Google wants Android to power your car

Mark Gurman and Mark Bergen
Bloomberg News

Android already powers most smartphones on earth. Now Google is placing its mobile operating system right inside cars, a bid to cement its core service in the auto industry as more technology sweeps in.

On Monday, ahead of its I/O mobile developers conference, Alphabet Inc.’s Google showed off its next step in automotive software: an Android version of touchscreen car consoles and infotainment systems. It will host popular applications, like Google Maps and Spotify, but also control car features like seat positioning and temperature. The new system also embeds the Google Assistant — the company’s voice control service, for searching on the go, asking for directions, and making phone calls — in cars for the first time.

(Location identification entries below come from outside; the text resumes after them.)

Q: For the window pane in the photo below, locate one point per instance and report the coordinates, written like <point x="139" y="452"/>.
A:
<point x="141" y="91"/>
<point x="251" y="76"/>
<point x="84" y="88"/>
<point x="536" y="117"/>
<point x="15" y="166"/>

Google showed off live demonstrations of the operating system running on the Audi Q8 and Volvo V90 SUVs. Patrick Brady, a vice president of engineering for Android, said the system will make its way to Audi and Volvo’s entire fleets, along with other manufacturers. Google showed a concept of the software running on a Chrysler vehicle earlier this year.

This isn’t Google’s first stab at software for cars. In 2014, the tech giant introduced Android Auto, a system that lets people project content from their Android smartphones to their car’s screen. Brady said Android Auto now runs on 300 car models.

The new system plunges deeper, taking over the underlying software on the car. A driver doesn’t need to plug in an Android phone to run it. It also adds some features, like 3-D mapping and satellite images, that Android Auto lacks. Bradysaid this fusion of apps and controls inside a car is necessary. “Where cars are going, everything is integrated into one display,” he said. “We think the future is a much more seamless, integrated system.”

Other software companies have pitched a similar system. BlackBerry Ltd.’s QNX division powers the systems inside of more than 50 million cars currently on the road, including models from Ford Motor Co. and Daimler AG’s Mercedes-Benz. Samsung Electronic Co. spent $8 billion for Harman International Inc., a leading supplier of in-car entertainment services. And some car companies, like Toyota Motor Corp., have invested in their own features, highlighting manufacturer’s concerns with ceding a critical consumer experience to tech companies.

Apple Inc., which currently offers the CarPlay product that’s similar in practice to Android Auto, is also working on its own car operating system to power its self-driving software, Bloomberg News has reported. Brady said that Apple’s CarPlay could run on top of cars with the embedded Android system.

Bloomberg News received a preview of an Android-based infotainment system running on a Volvo. This version of the software had three main windows for users: a central panel for playing music, making calls and navigating; another with a grid of core car functions; and a third that lists installed Android apps. A button on the steering wheel and a voice command can activate the Google Assistant.

Google executives said the software will not reach to instruments critical to car safety — it’s keeping YouTube off the screen, for instance, given the risk to distracting drivers.

The new car feature also hints at Google’s long-term ambitions to spread its artificial intelligence service to every corner of consumer’s lives. For example, a user in a compatible car could ask the Assistant to turn on the lights at home before arriving, Brady said.